Doğru örgütlere ihtiyaç vardı
Halil Ergün "12 Eylül'den sonra hem ülkedeki paramparçalık büyük tasfiye, büyük sindirme hareketi ve beraberinde Yeni Dünya Düzeni bütün bu rüzgâr ister istemez aydınları (bu yeni dönemde SSCB'nin çöküşünü buna katmak lazım çünkü merkezi organizasyonların da büyük yaralar alması anlamına da gelir bu) aydınları belli bir suskunluğa, belli birtakım ataletlere soktu. Bu bir gerçektir. Fakat bu aydınların sorumluluklarını göstermedikleri anlamına gelmiyordu. Ama bu büyük çöküntü insanlığın kısır bir dünyaya sokulması ister istemez tepkilerin gerektirdiği ve kaçınılmaz olduğu bir dönemi çıkarmıştır. Aydının, sanatçının insanlık onurunu, halkların onurunu ayaklar altına alan ve hayatın değişimini savunan herkesin vahşet diyebileceğimiz hatta bir tecavüz denebilecek bir saldıraya sessiz kalması mümkün değildi. Hemen ekleyelim bu hareketlilik bir örgütlenmeyi de gerektiryor. Örgüt kültürünün darmadağın olduğu bir dönemdeyiz. Bu bakımdan siyasi organizasyonlara ihtiyaç vardır. Zaten olanların hepsi, siyasi anlamda da dünyanın değişmesini örgütlenmesi istediği bir dönemde oluyor. Aydınıyla, sanatçısıyla halkını doğru bir kulvara sokacak siyasal organizasyonlara da ihtiyaç belirdiği bir gerçek kuşkusuz."

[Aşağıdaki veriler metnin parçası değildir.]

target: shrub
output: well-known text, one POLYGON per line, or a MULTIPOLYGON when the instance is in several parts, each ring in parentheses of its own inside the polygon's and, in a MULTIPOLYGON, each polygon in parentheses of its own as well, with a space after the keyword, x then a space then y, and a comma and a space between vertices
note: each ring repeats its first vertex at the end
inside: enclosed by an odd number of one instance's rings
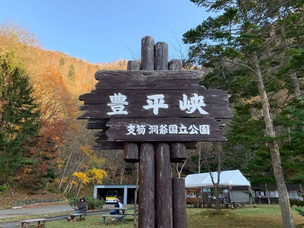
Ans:
MULTIPOLYGON (((105 204, 104 200, 99 200, 94 197, 85 196, 85 202, 88 205, 88 210, 101 209, 105 204)), ((80 198, 73 197, 70 199, 70 205, 75 210, 78 209, 80 204, 80 198)))
POLYGON ((4 194, 7 191, 7 186, 4 185, 0 185, 0 194, 4 194))

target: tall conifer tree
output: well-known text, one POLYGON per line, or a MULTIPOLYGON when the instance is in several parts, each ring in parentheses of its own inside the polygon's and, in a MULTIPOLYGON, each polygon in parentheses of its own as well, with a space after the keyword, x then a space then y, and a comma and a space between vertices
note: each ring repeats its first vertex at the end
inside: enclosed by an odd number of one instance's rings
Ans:
POLYGON ((12 52, 0 56, 0 184, 31 164, 30 148, 40 124, 39 105, 22 63, 12 52))

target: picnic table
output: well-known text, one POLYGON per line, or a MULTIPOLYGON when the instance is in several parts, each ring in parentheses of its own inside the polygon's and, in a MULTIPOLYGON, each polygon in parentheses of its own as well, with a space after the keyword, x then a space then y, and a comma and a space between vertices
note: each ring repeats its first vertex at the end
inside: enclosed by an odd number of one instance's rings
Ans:
POLYGON ((87 215, 87 214, 81 214, 78 213, 78 214, 69 214, 69 215, 70 216, 70 221, 71 223, 75 223, 76 222, 76 221, 77 220, 77 216, 79 216, 79 220, 81 221, 81 220, 85 220, 85 216, 87 215), (82 217, 81 216, 84 216, 83 217, 82 217), (74 218, 72 219, 72 217, 73 216, 74 216, 74 218))
MULTIPOLYGON (((119 218, 120 218, 120 223, 122 223, 123 222, 124 220, 124 218, 126 217, 126 215, 125 214, 125 212, 127 210, 132 210, 132 209, 134 209, 134 207, 109 207, 107 209, 109 209, 109 210, 119 210, 119 211, 121 211, 122 212, 123 214, 122 215, 100 215, 100 217, 101 218, 103 218, 103 223, 105 223, 105 218, 107 217, 113 217, 116 218, 117 219, 117 221, 118 221, 118 219, 119 218)), ((138 211, 138 208, 136 208, 136 210, 138 211)), ((131 214, 128 213, 127 214, 128 215, 131 215, 131 214)), ((134 215, 133 214, 132 214, 132 215, 134 215)), ((137 214, 136 213, 136 215, 137 215, 137 214)))
MULTIPOLYGON (((33 225, 35 226, 44 228, 44 226, 45 225, 45 221, 47 220, 47 219, 29 219, 27 220, 22 220, 22 221, 19 221, 19 222, 21 223, 21 228, 23 228, 24 227, 25 227, 26 228, 28 228, 29 226, 29 223, 37 223, 37 224, 33 225), (42 222, 42 224, 40 224, 40 222, 42 222), (24 223, 26 224, 25 227, 24 226, 24 223)), ((31 225, 30 226, 32 226, 31 225)))
MULTIPOLYGON (((125 212, 127 210, 132 210, 132 209, 134 209, 134 207, 109 207, 107 209, 109 209, 110 210, 119 210, 119 211, 122 211, 123 212, 123 215, 125 214, 125 212)), ((113 216, 114 217, 114 216, 113 216)))

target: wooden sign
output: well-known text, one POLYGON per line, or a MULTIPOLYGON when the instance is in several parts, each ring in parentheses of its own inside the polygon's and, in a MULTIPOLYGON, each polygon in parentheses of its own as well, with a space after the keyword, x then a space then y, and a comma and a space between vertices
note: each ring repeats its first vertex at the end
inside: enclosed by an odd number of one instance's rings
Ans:
POLYGON ((232 116, 230 95, 199 83, 195 71, 98 71, 96 89, 81 95, 98 148, 123 141, 223 141, 222 118, 232 116))

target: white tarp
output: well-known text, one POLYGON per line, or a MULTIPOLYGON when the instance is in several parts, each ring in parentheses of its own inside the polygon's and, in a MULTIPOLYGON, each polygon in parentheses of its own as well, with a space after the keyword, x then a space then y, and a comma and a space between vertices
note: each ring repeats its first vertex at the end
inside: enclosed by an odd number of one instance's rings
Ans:
MULTIPOLYGON (((215 183, 217 182, 217 172, 211 173, 215 183)), ((214 187, 209 173, 190 174, 185 178, 186 188, 214 187)), ((250 183, 239 170, 223 171, 219 175, 219 187, 250 186, 250 183)))

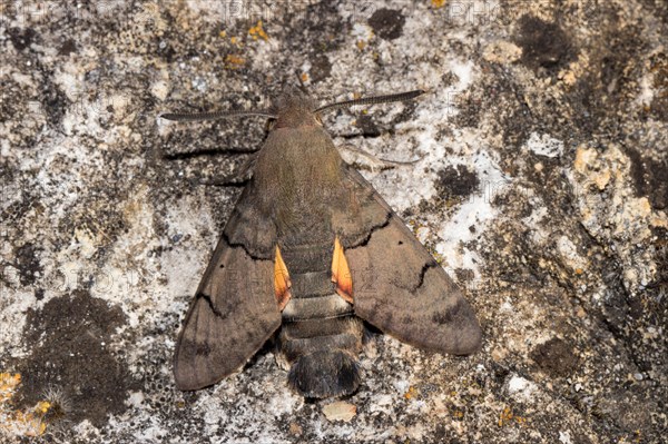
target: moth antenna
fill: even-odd
[[[308,91],[306,90],[306,85],[304,85],[304,80],[302,80],[302,75],[299,73],[298,69],[295,69],[295,76],[297,76],[297,81],[299,82],[299,89],[302,90],[302,92],[307,95]]]
[[[171,112],[160,115],[163,119],[173,121],[204,121],[227,119],[228,117],[257,116],[275,119],[277,116],[271,111],[212,111],[212,112]]]
[[[336,103],[325,105],[324,107],[316,109],[315,112],[323,112],[323,111],[330,111],[332,109],[354,107],[356,105],[377,105],[377,103],[390,103],[392,101],[405,101],[405,100],[414,99],[415,97],[420,97],[426,91],[424,91],[422,89],[416,89],[414,91],[399,92],[395,95],[363,97],[361,99],[338,101]]]

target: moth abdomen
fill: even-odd
[[[298,262],[294,254],[289,257]],[[307,268],[289,263],[287,267]],[[291,282],[292,298],[283,309],[278,335],[281,352],[291,365],[289,385],[306,397],[353,393],[360,384],[362,320],[336,293],[331,269],[291,274]]]

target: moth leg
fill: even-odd
[[[357,148],[353,145],[343,145],[338,147],[338,152],[346,164],[352,165],[358,169],[365,169],[367,171],[384,171],[395,167],[404,167],[415,165],[420,158],[409,161],[389,160],[382,159],[374,156],[373,154]]]

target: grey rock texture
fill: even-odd
[[[2,1],[0,441],[659,443],[668,431],[661,0]],[[296,75],[295,75],[296,72]],[[171,354],[265,125],[299,76],[464,289],[471,357],[375,335],[307,402],[267,345],[216,386]],[[19,376],[20,375],[20,381]]]

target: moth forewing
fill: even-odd
[[[216,383],[277,330],[288,382],[307,397],[357,388],[362,319],[422,348],[469,354],[480,347],[480,326],[462,293],[373,187],[342,160],[317,118],[330,109],[407,100],[422,92],[322,108],[295,95],[261,112],[276,121],[179,335],[179,388]],[[249,277],[259,283],[252,285]]]

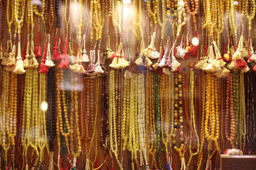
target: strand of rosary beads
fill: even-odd
[[[96,101],[93,102],[92,100],[93,95],[92,94],[92,97],[91,97],[91,104],[92,103],[94,103],[93,108],[95,108],[95,109],[93,110],[93,112],[95,113],[93,115],[92,115],[91,114],[91,122],[93,122],[93,126],[92,128],[92,138],[90,139],[90,146],[89,146],[89,149],[88,149],[88,158],[90,158],[90,153],[91,153],[91,150],[92,150],[92,146],[94,145],[94,152],[95,152],[95,157],[93,159],[93,160],[92,161],[90,161],[92,162],[92,167],[93,169],[94,168],[94,164],[97,161],[97,118],[98,118],[98,103],[99,103],[99,78],[97,77],[96,78],[96,91],[95,91],[95,97],[96,98]],[[90,87],[90,93],[92,93],[93,92],[93,80],[90,80],[91,81],[91,84],[90,86],[92,87]],[[93,108],[92,108],[93,109]],[[86,169],[90,169],[90,163],[89,163],[89,159],[86,160]],[[100,167],[101,167],[102,165],[104,164],[104,163],[102,163],[102,165],[100,166]],[[97,167],[98,168],[98,167]]]
[[[151,160],[150,169],[153,166],[157,168],[156,160],[156,118],[154,108],[154,90],[153,73],[149,71],[147,74],[146,86],[148,90],[146,91],[146,145],[148,153],[148,160]],[[150,159],[151,157],[151,159]]]
[[[247,154],[252,154],[252,146],[253,141],[256,138],[255,125],[252,122],[255,122],[255,111],[254,111],[254,97],[253,97],[253,84],[254,84],[255,75],[254,73],[249,72],[245,74],[244,83],[246,85],[245,87],[245,99],[246,99],[246,148],[248,148]]]
[[[209,155],[207,167],[210,165],[211,157],[216,151],[220,151],[218,139],[220,138],[220,113],[218,99],[218,79],[211,73],[206,74],[205,87],[205,119],[204,131],[205,138],[208,141]],[[213,143],[215,148],[213,150]]]
[[[114,154],[119,167],[121,170],[124,169],[122,162],[118,159],[118,143],[117,139],[117,131],[116,131],[116,114],[117,114],[117,103],[116,102],[116,92],[115,87],[115,73],[116,71],[111,69],[109,71],[109,149],[111,153]]]
[[[159,160],[159,155],[161,155],[161,110],[160,110],[160,74],[154,74],[154,103],[156,117],[156,157]]]
[[[129,124],[128,136],[128,150],[131,152],[132,169],[134,168],[134,162],[137,161],[137,153],[140,152],[140,139],[138,129],[138,76],[131,78]]]
[[[70,93],[71,105],[70,120],[70,128],[72,129],[70,133],[70,153],[72,155],[73,162],[72,168],[76,169],[77,159],[80,156],[82,152],[81,139],[80,136],[80,129],[79,125],[79,102],[78,102],[78,79],[79,76],[76,73],[72,73],[71,81],[73,83]],[[76,144],[75,146],[74,145]],[[76,148],[76,151],[75,151]]]
[[[53,161],[54,144],[53,140],[56,136],[56,111],[55,111],[55,68],[49,69],[47,85],[47,102],[48,108],[46,113],[46,132],[49,141],[50,159]],[[52,162],[50,162],[49,169],[53,169]]]
[[[6,164],[7,168],[10,167],[12,162],[14,162],[15,153],[15,138],[17,135],[17,76],[13,73],[10,73],[8,92],[8,111],[6,113],[6,133],[7,134],[7,146],[5,154],[10,148],[12,149],[12,157],[10,157],[8,165]],[[7,157],[7,155],[5,155]],[[6,162],[7,163],[7,162]],[[13,167],[14,165],[12,164]],[[14,168],[14,167],[13,167]]]
[[[165,153],[166,156],[166,167],[172,166],[170,160],[169,141],[170,129],[170,111],[171,111],[171,94],[169,76],[162,74],[161,76],[160,97],[161,97],[161,132],[163,143],[164,145]],[[171,112],[172,113],[172,112]]]
[[[205,81],[205,73],[203,73],[202,74],[202,121],[201,121],[201,127],[200,127],[200,147],[199,150],[199,153],[198,153],[198,160],[197,160],[197,170],[200,170],[201,166],[202,166],[202,161],[203,160],[203,155],[204,155],[204,141],[205,141],[205,99],[206,99],[206,94],[205,94],[205,88],[206,88],[206,81]]]
[[[139,74],[138,76],[138,128],[139,138],[140,146],[140,160],[141,166],[145,166],[147,168],[148,166],[148,159],[146,148],[146,136],[145,136],[145,78],[143,74]],[[143,163],[144,159],[145,164]]]
[[[234,111],[234,91],[232,74],[228,75],[226,85],[226,111],[225,116],[225,135],[228,141],[230,142],[231,147],[235,148],[234,139],[236,138],[236,119]],[[230,123],[230,135],[228,135],[228,124]]]
[[[227,85],[227,78],[221,78],[218,80],[219,85],[219,100],[220,104],[220,146],[221,146],[221,150],[225,150],[224,146],[226,144],[226,140],[225,137],[225,116],[226,113],[226,85]]]
[[[85,97],[85,100],[84,101],[83,105],[85,106],[84,110],[85,110],[85,120],[84,121],[84,123],[85,124],[85,132],[84,132],[84,134],[82,135],[85,138],[86,142],[84,143],[85,144],[85,149],[86,152],[86,161],[88,162],[88,164],[90,166],[90,155],[89,153],[89,148],[88,148],[89,146],[90,140],[92,139],[92,138],[90,137],[89,134],[90,132],[92,132],[92,127],[89,127],[89,122],[90,120],[90,117],[91,117],[91,113],[94,112],[94,109],[93,109],[93,105],[92,104],[92,103],[93,103],[93,91],[92,87],[93,85],[93,80],[91,78],[88,78],[86,77],[83,78],[83,83],[84,83],[84,96]],[[93,122],[94,123],[94,122]],[[86,164],[86,166],[88,165]],[[90,167],[90,166],[89,166]]]
[[[18,76],[18,84],[19,90],[18,90],[18,108],[17,108],[17,134],[15,139],[15,166],[18,169],[22,168],[22,163],[23,162],[22,151],[23,148],[21,143],[22,138],[22,126],[23,117],[23,107],[24,107],[24,97],[25,89],[25,75],[21,74]]]
[[[102,117],[101,117],[101,129],[100,129],[100,145],[102,147],[105,157],[108,154],[109,148],[108,148],[108,143],[109,143],[109,127],[108,124],[108,76],[106,75],[103,75],[102,76]],[[124,97],[125,97],[125,95]],[[127,103],[129,103],[127,101]],[[128,118],[127,118],[128,120]],[[122,128],[124,127],[124,124],[123,124]],[[125,131],[128,131],[128,129],[125,129]],[[124,144],[123,144],[124,145]]]
[[[20,34],[21,27],[23,25],[24,17],[25,13],[26,0],[15,0],[13,5],[14,11],[14,21],[15,22],[15,26],[18,31],[18,46],[17,46],[17,55],[16,57],[16,65],[13,70],[13,73],[16,74],[23,74],[26,72],[24,69],[23,60],[21,57],[20,52]]]
[[[186,169],[185,159],[184,151],[185,148],[185,141],[184,139],[184,103],[182,96],[182,75],[176,74],[174,78],[174,119],[173,120],[173,133],[172,137],[172,146],[178,152],[180,161],[181,162],[181,169]],[[176,144],[177,132],[180,134],[180,146]]]
[[[239,80],[240,88],[240,110],[239,110],[239,145],[240,149],[244,150],[245,140],[246,135],[246,111],[245,111],[245,97],[244,97],[244,74],[240,74]]]
[[[56,74],[56,92],[57,92],[57,121],[56,121],[56,134],[58,147],[58,167],[59,169],[61,167],[61,137],[63,136],[65,139],[65,147],[67,150],[68,156],[69,151],[69,137],[71,132],[70,122],[68,115],[68,103],[66,99],[65,87],[64,86],[64,70],[58,69]],[[63,108],[62,108],[63,107]],[[63,115],[64,115],[63,118]],[[65,126],[65,127],[64,127]],[[64,129],[64,127],[65,127]],[[64,131],[66,130],[65,131]]]
[[[3,149],[3,160],[7,162],[7,153],[10,147],[10,140],[8,139],[7,136],[7,128],[9,128],[6,125],[6,118],[7,115],[9,113],[9,87],[10,83],[13,83],[10,80],[10,72],[3,70],[3,81],[2,81],[2,89],[1,89],[1,139],[0,143]]]
[[[122,122],[122,134],[123,139],[123,150],[125,150],[129,146],[128,137],[130,124],[130,89],[131,79],[125,78],[124,83],[123,115]],[[132,95],[132,94],[131,94]],[[132,94],[133,95],[133,94]],[[131,99],[132,100],[132,99]]]
[[[233,76],[233,95],[234,95],[234,111],[236,119],[236,138],[234,139],[235,145],[238,146],[239,131],[239,111],[240,111],[240,91],[239,91],[239,75],[238,73],[234,72]]]
[[[198,134],[196,130],[196,117],[195,117],[195,72],[193,70],[189,71],[189,106],[190,106],[190,122],[192,124],[193,129],[191,129],[189,128],[189,136],[191,136],[189,139],[189,143],[188,148],[189,149],[190,157],[187,164],[187,168],[189,168],[189,164],[192,160],[192,157],[195,155],[196,155],[199,153],[200,149],[200,140]],[[184,92],[186,92],[186,89],[184,89]],[[191,132],[192,131],[192,132]],[[192,140],[193,138],[196,138],[196,152],[195,153],[192,153]]]
[[[38,74],[36,70],[35,71],[34,74]],[[44,103],[47,101],[47,78],[45,74],[39,74],[39,100],[38,100],[38,106],[40,104],[40,108],[37,108],[38,109],[38,140],[37,143],[38,145],[38,148],[40,149],[40,157],[39,157],[39,163],[38,165],[38,170],[39,169],[46,169],[45,166],[44,162],[44,150],[46,148],[48,154],[50,158],[50,162],[52,163],[53,158],[51,157],[50,151],[49,151],[49,141],[47,139],[47,126],[46,126],[46,110],[44,108]],[[49,109],[47,108],[47,109]],[[53,153],[52,153],[53,154]]]

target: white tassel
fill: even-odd
[[[55,66],[54,63],[53,63],[52,60],[50,60],[49,59],[49,57],[46,57],[46,61],[45,61],[45,64],[44,65],[51,67],[54,67]]]
[[[81,60],[82,62],[89,62],[90,61],[89,57],[86,52],[83,52],[83,54],[82,55],[82,59]]]
[[[177,52],[175,57],[179,59],[184,59],[186,52],[186,49],[182,48],[180,46],[178,46],[176,49],[177,49]]]
[[[160,54],[157,51],[152,51],[150,53],[150,59],[158,59],[160,56]]]
[[[158,64],[158,66],[160,67],[163,67],[165,64],[165,56],[163,56],[163,59],[161,60],[159,64]]]

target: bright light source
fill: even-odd
[[[43,101],[41,103],[41,110],[43,111],[46,111],[48,109],[48,103],[46,101]]]
[[[179,1],[178,3],[178,5],[180,5],[180,6],[184,5],[184,3],[183,1]]]
[[[197,37],[193,37],[192,38],[192,45],[193,46],[198,46],[199,45],[199,39]]]
[[[123,0],[124,4],[131,4],[131,0]]]

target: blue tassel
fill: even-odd
[[[172,167],[170,166],[170,165],[169,163],[167,163],[167,164],[166,164],[166,169],[167,169],[167,170],[172,170]]]

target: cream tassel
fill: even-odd
[[[20,42],[18,42],[18,55],[16,59],[17,61],[15,69],[13,70],[13,72],[18,74],[25,73],[26,70],[24,69],[23,60],[22,58],[21,57]]]

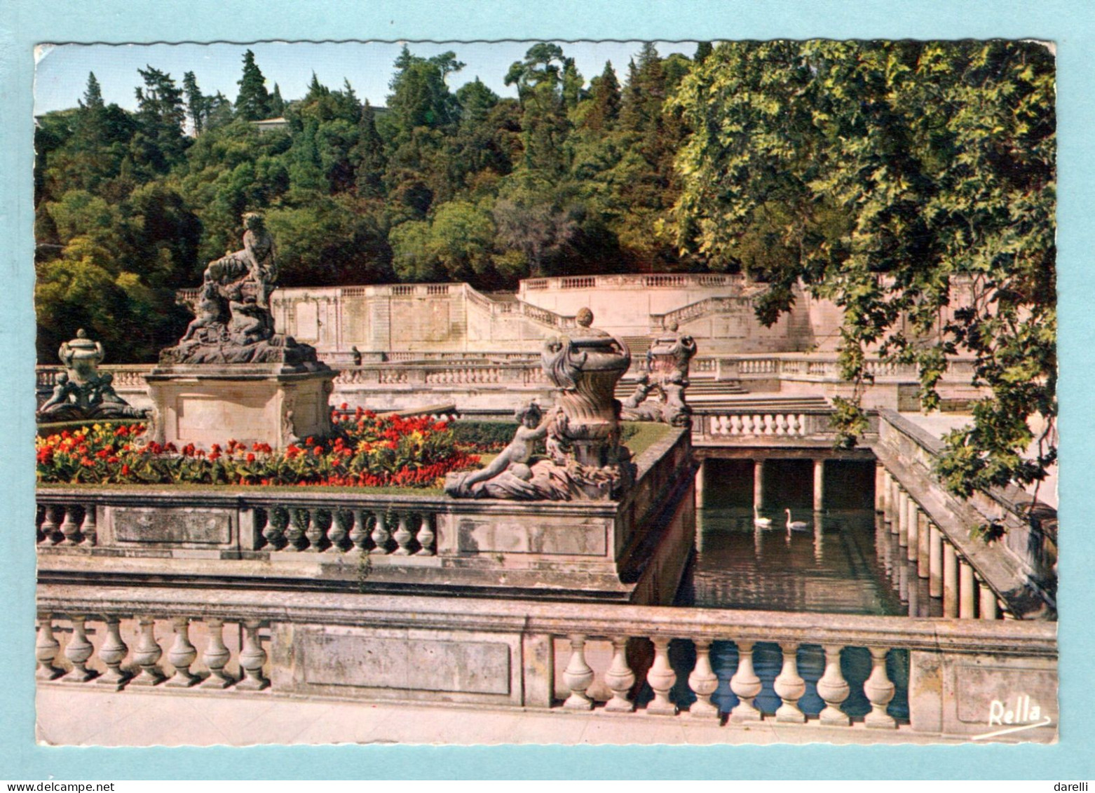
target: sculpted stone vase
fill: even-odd
[[[573,336],[545,344],[543,367],[560,389],[557,404],[566,416],[562,439],[583,466],[607,466],[615,461],[620,435],[615,386],[631,366],[631,350],[622,340],[591,327],[589,309],[581,309],[576,321]]]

Konu sokağı gerektiriyorsa
Adalet Ağaoğlu Bu süreci ben de çok olumlu buluyorum. Sokağa dökülmesi gerektiği yerde konu sokağı gerektiriyorsa, insan hayatı ile ilgilenen her kafa buna karşı bir tavır koymalıdır. Bir de yaratının temelinde zaten daralmanın itici gücü vardır. Düşünce üretimin temelinde olmazlıklar vardır. Olmaza ses çıkarma yolunu herkes kendisi bilir. Kişiliğine bağlıdır.